15. A system for Internet Protocol (IP) address identification for containers, the system comprising:

a physical server rack comprised of a plurality of servers, each of the plurality of servers comprising a host level operating system and a plurality of containers, wherein the physical server rack is deployed in a telecommunication network;

a discovery application configured for, via one or more processors:

generating a request, wherein the request is a computerized command for performance by an application programming interface (API);

communicating the request to the API, wherein the API is associated with a stack, wherein the request automatically causes the API to retrieve attributes that comprise a plurality of IPs that correspond to the plurality of containers associated with a function application;

receiving the attributes that comprise the plurality of IPs that correspond to the plurality of containers associated with the function application; and

in response to receiving the attributes, communicating the attributes to a database deployed in the telecommunication network, wherein the database is configured for assigning ownership to each of the plurality of IPs that correspond to the plurality of containers associated with the function application.

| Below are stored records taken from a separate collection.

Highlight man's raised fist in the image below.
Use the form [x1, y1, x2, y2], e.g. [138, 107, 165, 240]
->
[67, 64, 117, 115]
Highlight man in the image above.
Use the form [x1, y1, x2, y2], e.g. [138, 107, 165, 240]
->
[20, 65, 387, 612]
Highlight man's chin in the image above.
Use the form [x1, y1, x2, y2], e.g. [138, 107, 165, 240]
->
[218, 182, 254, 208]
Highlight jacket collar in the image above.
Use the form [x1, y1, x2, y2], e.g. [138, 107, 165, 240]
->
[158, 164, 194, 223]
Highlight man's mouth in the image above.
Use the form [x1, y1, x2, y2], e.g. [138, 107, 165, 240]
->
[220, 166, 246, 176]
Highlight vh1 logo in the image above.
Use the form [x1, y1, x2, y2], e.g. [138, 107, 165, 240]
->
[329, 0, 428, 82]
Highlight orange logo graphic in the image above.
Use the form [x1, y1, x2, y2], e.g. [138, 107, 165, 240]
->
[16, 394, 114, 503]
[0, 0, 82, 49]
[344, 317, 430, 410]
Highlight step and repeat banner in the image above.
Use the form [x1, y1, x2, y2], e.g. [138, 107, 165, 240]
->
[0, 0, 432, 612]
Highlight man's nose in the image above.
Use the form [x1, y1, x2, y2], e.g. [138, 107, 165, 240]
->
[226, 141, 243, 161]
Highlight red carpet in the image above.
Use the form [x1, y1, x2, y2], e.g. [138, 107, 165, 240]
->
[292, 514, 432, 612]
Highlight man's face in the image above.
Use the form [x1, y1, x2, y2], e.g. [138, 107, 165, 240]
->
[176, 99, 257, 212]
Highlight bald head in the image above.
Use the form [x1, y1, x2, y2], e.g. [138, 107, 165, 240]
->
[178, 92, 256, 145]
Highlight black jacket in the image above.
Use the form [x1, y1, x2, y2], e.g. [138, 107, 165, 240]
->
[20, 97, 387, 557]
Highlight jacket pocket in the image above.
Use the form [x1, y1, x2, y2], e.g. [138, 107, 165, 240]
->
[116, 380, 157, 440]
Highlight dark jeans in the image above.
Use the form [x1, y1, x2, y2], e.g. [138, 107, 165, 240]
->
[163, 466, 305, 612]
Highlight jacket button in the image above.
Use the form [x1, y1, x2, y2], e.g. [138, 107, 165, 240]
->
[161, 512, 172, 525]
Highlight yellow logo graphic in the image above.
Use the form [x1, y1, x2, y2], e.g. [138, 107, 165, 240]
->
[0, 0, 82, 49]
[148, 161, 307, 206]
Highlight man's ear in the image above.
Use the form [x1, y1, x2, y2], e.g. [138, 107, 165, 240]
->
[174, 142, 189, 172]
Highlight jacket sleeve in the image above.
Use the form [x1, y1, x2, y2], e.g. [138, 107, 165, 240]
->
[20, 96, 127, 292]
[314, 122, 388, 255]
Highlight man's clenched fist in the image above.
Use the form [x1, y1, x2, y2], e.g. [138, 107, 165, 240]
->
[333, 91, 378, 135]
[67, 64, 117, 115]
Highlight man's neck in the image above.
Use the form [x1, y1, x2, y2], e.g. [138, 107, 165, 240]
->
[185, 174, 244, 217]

16. The system of claim 15, wherein the host level operating system utilizes LINUX.

17. The system of claim 15, wherein the computerized command is a Kubectl type command.

18. The system of claim 15, wherein the function application is a cloud native network function application, wherein each container comprises a plurality of IP addresses for external communications outside of the plurality of containers.

19. The system of claim 15, wherein the stack is a Kubernetes stack.

20. The system of claim 15, wherein in the telecommunication network, every IP address in the received attributes is assigned an owner identifier and an owner group identifier in the database.